Posted by Claire on May 12 2010, in Pattern review, Smocking
Here are a few snapshots of an quick little outfit for my niece that I finished last night. Stanley’s sucking it in a little, because he’s a wee bit too big for these clothes – when I see my niece next I’ll try and get some snapshots of her actually modelling her new duds.
The capris, which are a size 2 and bottom half of “Flower Power,” were an excuse to play with my new ruffler. Fun! Fun! Fun! I will be ruffling lots of things from now on, let me tell you.
The top, which I made in the 24mth size, is the top half of “Trendy Tot.” It came about because I was at loose ends Sunday night and wanted to start a quick and easy smocking project to go with the bottoms. It was simply rectangles, with an elastic casing along the back. I finished the smocking in two easy nights. No buttons, simple bias application and only one smocking stitch is used. I think it would make a great beginner project for anyone learning to smock, because there’s no piping or shaped blocking to contend with.
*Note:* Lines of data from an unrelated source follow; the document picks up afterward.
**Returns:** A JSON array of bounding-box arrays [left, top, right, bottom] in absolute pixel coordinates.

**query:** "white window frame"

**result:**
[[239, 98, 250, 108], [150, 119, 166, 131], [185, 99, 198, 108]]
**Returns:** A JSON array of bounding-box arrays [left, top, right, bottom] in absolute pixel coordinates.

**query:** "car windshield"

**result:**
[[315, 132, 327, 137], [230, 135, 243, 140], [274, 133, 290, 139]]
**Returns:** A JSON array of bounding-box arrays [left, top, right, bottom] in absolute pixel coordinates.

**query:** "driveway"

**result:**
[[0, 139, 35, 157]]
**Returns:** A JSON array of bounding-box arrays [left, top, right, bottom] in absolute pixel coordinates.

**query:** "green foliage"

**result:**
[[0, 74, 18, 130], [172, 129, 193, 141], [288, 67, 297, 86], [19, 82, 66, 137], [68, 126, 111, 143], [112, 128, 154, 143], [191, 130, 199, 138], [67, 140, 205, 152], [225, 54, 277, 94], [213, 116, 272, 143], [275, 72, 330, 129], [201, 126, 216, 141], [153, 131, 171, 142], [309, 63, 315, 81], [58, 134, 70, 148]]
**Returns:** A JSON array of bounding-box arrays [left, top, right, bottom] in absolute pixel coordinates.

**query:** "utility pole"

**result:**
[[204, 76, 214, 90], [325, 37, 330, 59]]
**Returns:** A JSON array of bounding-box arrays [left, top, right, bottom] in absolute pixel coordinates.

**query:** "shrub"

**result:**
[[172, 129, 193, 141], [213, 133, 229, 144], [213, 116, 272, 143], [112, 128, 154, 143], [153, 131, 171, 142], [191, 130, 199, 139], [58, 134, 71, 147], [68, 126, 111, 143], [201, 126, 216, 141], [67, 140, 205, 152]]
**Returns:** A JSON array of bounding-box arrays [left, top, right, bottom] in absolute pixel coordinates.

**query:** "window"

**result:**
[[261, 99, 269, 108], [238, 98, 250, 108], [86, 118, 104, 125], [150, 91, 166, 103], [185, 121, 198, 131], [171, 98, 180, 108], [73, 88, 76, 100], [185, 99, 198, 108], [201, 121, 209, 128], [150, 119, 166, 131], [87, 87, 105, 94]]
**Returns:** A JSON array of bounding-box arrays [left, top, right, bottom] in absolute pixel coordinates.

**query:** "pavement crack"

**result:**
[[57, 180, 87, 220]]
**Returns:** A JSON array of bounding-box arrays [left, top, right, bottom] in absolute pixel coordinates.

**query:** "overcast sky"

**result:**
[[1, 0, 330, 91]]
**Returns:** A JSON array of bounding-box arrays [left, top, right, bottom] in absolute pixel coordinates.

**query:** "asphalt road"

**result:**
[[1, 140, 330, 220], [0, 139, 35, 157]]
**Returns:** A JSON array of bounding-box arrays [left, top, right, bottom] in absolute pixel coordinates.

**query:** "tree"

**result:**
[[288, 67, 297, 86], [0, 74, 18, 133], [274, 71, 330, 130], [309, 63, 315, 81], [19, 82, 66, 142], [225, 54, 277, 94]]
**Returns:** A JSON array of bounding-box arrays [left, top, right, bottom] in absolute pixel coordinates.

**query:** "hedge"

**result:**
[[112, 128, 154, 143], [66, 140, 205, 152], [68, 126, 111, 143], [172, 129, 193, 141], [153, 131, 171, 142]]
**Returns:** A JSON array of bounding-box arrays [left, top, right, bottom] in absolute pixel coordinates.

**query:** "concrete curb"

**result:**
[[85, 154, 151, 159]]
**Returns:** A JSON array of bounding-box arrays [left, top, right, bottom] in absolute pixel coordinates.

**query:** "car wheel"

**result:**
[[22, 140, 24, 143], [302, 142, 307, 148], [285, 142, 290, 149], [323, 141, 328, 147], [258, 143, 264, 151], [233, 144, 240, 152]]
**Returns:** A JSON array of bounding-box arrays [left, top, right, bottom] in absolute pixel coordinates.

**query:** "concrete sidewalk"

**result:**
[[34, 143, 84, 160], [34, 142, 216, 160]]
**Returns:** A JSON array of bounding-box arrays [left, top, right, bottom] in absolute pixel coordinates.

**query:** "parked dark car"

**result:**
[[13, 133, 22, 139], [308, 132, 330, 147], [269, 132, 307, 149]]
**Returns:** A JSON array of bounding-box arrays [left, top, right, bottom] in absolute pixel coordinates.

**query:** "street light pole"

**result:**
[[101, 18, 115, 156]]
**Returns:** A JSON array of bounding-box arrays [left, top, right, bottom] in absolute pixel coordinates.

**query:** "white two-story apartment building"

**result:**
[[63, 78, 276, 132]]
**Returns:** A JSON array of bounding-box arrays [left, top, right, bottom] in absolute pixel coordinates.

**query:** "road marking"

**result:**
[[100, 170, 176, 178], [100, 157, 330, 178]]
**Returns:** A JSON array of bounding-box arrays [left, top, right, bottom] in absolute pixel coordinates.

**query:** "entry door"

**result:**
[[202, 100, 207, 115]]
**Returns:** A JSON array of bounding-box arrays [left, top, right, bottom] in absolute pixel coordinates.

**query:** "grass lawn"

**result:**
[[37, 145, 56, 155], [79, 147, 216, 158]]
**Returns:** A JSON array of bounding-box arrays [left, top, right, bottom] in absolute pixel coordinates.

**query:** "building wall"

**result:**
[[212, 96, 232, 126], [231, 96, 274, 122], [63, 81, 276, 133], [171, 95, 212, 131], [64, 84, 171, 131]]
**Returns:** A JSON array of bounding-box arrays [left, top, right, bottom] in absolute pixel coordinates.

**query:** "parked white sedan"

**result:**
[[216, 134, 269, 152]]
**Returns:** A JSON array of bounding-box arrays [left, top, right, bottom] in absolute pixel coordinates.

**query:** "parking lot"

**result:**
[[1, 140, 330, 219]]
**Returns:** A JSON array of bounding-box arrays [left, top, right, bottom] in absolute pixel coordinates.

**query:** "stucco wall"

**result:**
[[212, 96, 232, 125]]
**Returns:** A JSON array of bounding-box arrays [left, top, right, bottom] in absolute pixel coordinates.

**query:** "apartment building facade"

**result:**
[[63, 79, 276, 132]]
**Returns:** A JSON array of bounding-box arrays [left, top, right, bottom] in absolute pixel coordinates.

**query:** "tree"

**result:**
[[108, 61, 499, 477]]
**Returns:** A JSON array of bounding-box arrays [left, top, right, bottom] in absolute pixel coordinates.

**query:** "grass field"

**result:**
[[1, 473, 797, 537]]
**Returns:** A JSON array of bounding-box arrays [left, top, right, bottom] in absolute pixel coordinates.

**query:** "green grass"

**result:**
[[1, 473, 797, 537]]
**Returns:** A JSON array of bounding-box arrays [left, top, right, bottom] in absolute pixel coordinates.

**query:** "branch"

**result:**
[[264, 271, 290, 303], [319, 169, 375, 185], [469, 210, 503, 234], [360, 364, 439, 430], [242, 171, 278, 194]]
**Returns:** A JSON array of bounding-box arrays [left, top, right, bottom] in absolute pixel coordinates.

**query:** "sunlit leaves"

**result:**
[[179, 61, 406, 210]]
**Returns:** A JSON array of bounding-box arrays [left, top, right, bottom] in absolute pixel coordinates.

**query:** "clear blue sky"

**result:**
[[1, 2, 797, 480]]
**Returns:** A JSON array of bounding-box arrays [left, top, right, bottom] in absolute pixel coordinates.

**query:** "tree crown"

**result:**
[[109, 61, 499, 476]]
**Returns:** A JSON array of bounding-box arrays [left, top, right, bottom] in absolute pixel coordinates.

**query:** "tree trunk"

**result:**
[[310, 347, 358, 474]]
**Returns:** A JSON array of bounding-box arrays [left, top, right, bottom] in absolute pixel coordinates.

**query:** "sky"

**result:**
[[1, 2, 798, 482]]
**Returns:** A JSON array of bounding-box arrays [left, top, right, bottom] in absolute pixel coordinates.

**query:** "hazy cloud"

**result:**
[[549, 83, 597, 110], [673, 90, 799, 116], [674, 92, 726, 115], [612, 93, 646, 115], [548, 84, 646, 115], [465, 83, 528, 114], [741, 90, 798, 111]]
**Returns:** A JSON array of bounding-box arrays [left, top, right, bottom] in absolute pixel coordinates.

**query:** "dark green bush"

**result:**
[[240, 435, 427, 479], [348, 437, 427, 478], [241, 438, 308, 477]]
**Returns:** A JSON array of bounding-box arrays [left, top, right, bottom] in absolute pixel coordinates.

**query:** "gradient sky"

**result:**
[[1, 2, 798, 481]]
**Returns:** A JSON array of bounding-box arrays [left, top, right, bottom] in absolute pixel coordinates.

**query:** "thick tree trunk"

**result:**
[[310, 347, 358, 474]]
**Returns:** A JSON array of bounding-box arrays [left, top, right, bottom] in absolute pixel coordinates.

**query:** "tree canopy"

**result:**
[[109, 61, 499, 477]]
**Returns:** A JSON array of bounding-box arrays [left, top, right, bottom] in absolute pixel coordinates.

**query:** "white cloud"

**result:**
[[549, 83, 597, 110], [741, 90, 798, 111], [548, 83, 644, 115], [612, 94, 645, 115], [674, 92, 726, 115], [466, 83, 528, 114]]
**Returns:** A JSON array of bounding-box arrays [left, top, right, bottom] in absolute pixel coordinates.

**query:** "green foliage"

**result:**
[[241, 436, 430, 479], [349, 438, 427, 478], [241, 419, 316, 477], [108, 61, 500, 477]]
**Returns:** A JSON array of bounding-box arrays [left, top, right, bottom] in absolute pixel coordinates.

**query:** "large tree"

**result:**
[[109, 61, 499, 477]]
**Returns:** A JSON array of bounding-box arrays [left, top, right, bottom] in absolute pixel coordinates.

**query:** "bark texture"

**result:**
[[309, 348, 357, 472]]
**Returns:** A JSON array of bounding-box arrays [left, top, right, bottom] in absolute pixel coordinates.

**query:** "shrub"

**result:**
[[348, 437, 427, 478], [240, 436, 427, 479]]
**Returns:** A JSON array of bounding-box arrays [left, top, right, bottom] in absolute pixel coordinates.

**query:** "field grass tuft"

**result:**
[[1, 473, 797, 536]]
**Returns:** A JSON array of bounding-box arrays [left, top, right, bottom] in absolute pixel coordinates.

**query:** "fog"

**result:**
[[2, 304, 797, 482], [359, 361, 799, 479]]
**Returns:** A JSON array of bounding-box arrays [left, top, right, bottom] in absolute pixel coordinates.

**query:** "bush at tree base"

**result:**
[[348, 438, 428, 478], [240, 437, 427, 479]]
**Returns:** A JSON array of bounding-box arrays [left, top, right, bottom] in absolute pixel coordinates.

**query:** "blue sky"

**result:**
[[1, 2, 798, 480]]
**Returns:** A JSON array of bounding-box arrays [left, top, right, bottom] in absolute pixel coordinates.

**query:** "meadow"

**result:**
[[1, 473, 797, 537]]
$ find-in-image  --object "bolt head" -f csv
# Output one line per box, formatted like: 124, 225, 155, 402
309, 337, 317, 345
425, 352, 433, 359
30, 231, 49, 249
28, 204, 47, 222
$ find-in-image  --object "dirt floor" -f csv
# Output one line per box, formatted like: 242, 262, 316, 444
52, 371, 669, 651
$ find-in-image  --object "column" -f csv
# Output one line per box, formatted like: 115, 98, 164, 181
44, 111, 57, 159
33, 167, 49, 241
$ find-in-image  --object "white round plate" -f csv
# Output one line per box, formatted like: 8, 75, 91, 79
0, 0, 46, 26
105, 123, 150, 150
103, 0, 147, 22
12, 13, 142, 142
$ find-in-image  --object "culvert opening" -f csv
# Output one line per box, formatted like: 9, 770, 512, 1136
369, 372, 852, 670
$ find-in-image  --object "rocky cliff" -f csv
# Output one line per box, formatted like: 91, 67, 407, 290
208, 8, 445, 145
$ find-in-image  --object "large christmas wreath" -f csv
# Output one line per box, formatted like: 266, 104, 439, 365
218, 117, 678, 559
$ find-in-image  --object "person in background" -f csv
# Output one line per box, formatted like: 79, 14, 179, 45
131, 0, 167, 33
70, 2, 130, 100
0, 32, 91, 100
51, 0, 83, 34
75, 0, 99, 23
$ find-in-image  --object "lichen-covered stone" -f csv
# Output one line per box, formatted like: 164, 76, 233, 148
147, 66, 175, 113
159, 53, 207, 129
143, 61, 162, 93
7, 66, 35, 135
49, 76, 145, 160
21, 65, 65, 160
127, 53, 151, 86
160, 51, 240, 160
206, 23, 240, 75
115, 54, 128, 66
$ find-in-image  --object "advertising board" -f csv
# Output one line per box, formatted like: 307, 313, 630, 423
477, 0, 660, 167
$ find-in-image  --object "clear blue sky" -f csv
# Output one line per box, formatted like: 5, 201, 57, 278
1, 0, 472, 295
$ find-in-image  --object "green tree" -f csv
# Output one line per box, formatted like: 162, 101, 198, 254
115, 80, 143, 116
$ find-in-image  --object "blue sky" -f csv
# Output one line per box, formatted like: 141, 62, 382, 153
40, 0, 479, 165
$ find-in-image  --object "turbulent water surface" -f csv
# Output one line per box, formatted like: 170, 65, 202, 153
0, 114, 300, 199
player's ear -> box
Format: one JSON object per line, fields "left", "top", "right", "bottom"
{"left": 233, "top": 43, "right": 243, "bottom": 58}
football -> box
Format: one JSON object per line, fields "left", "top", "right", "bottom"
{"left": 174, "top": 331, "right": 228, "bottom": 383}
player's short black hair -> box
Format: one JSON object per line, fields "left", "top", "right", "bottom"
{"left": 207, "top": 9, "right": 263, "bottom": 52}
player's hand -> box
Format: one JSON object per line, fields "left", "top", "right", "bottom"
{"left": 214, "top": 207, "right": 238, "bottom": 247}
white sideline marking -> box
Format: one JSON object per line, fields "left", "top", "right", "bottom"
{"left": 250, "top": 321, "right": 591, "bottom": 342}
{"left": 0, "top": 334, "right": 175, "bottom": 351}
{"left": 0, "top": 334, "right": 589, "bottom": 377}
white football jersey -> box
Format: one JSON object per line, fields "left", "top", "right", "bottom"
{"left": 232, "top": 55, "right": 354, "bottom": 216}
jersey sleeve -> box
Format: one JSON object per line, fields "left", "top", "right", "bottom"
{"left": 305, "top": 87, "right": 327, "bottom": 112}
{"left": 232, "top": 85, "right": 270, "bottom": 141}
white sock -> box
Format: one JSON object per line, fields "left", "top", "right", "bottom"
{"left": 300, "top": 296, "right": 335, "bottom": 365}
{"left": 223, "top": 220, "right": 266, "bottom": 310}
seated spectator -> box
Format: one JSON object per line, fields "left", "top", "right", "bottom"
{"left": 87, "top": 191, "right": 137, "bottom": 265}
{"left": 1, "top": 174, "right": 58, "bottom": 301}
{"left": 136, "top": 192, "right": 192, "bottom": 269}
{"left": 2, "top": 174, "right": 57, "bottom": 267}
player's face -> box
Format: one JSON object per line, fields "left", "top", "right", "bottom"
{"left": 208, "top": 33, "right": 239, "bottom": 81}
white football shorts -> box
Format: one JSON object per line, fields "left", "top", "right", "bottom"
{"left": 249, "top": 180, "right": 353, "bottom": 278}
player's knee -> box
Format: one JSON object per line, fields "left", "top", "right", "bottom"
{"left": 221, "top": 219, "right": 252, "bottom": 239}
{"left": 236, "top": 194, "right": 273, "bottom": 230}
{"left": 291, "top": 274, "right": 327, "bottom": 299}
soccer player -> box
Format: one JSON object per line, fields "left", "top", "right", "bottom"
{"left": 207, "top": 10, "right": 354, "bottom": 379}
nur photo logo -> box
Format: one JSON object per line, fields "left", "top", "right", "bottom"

Both projects were very quick to work up and I found the instructions and pattern pieces generally very good. Not surprising since both of these projects are Country Bumpkin patterns, and they do very good work. I found them in their 2008 book, “Designer Smocking for Tots to Teens”. I really like the designs in this book – they’re very RTW and they do a nice job of incorporating smocking into outfits other than the classic yoke dress.
I do have a few points on my wish list – more clothing for boys, more patterns for fall and winter, I wish there was an envelope for the pattern supplement because once they’re pulled from the book, they’re completely loose with nowhere to store them and finally, I really wish the smocking and construction and cutting directions were together, rather than forcing me to flip back and forth between the construction and smocking sections, when I need to look at a detail or check on the blocking size. It just gets annoying after a while, when you want to sew or cut something and have to search through the whole book to find the width of the bias strip because you’re not sure where they’ve stuck it.
I also made life a little more difficult for myself because the top was originally designed in denim – I made my top in a very light embroidered batiste. This meant that the pleats were much lighter and far less full than the blocking accounted for. Given how simple and small the smocking actually was – just rows of Van Dyke worked in an overdyed variegated floss – I worked around it no problem but if I were making it again, I’d probably bulk up the pleats with a fusible interfacing, just to give the pleats a little more substance.